By Mike Stone and Shivansh Tiwary

(Reuters) -U.S. weapons maker Lockheed Martin Corp’s first-quarter results surpassed Wall Street targets on Tuesday despite parts and labor shortages, as simmering geopolitical tensions fueled demand from both U.S. and international customers.

Shares of the company rose as much as 3.8% to hit a record high of $508.1 in early trading.

Rising tensions in Europe, the South China Sea and the Indo-Pacific region have translated to more orders for Lockheed’s F-35 fighter aircraft, missiles and other defense equipments, driving quarterly net sales of $15.13 billion above estimates of $15.03 billion.

The Pentagon’s $858 billion defense budget for 2023 has also resulted in multiple contract wins for U.S. defense firms such as Lockheed, Raytheon Technologies and Northrop Grumman Corp, which count the U.S. Department of Defense as their biggest customer.
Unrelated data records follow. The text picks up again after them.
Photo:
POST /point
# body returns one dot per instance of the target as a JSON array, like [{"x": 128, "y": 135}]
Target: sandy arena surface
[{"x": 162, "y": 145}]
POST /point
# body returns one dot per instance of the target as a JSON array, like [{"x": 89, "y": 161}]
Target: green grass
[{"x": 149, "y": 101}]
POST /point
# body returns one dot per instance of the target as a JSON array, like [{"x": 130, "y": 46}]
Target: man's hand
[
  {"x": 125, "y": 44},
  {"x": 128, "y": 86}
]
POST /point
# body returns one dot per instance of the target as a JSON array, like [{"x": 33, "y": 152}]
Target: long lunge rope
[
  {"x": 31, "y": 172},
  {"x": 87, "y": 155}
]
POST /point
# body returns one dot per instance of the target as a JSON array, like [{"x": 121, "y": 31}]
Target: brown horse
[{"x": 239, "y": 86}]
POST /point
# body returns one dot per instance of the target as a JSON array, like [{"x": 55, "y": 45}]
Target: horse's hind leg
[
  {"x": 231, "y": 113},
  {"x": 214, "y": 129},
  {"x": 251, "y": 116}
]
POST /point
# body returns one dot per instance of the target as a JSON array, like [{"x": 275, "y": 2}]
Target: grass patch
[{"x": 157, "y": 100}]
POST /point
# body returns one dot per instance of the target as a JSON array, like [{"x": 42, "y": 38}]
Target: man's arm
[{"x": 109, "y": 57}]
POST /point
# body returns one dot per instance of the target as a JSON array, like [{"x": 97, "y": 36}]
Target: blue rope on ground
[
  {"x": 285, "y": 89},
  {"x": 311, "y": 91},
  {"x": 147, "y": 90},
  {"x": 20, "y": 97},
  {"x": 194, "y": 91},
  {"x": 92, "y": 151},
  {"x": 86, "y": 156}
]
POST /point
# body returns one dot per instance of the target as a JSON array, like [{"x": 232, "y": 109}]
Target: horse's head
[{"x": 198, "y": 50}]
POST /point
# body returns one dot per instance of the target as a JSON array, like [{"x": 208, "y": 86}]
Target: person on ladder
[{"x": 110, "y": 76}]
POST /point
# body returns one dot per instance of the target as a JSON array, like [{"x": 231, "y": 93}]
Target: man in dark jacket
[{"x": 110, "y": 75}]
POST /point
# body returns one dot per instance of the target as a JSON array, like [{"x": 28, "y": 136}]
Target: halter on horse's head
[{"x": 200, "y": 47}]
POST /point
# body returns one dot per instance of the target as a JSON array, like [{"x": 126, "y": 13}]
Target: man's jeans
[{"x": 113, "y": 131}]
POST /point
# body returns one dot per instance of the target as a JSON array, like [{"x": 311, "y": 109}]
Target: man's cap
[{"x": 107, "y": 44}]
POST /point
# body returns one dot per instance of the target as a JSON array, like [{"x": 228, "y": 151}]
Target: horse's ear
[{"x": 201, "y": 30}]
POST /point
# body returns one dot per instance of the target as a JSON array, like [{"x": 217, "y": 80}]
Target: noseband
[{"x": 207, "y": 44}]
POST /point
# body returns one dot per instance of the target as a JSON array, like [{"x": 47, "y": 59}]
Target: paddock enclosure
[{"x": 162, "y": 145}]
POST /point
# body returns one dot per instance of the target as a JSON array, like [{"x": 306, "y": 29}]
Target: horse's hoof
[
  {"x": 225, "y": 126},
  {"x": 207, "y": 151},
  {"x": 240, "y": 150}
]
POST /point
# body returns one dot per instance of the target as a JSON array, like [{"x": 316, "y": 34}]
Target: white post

Bethesda, Maryland-based Lockheed reported GAAP earnings per share of $6.61, which included non-operational gains of $0.18 per share, and adjusted earnings of $6.43 per share for the first quarter ended March 26. Analysts were expecting profits of $6.06 per share.

During the quarter, Australia said it would buy 40 Black Hawk military helicopters made by Lockheed from the U.S. for about $1.96 billion as it boosts defense spending over issues with China’s presence in the Indo-Pacific region.

Lockheed had also finalized a deal to sell 88 F-35 jets to Canada in a $14.2 billion project to replace the country’s aging fleet of fighter aircraft.

Supply-chain issues stemming from the pandemic are still hurting F-35 production volumes though, pulling down sales at the company’s aeronautics unit – its largest – by about 2.1% to $6.27 billion in the quarter.

Lockheed’s order backlog also fell to $145.1 billion as of quarter-end from $150 billion at the end of 2022.

The missiles maker reaffirmed its full-year outlook, projecting net sales in the range of about $65 billion to $66 billion and profits between $26.60 and $26.90 per share.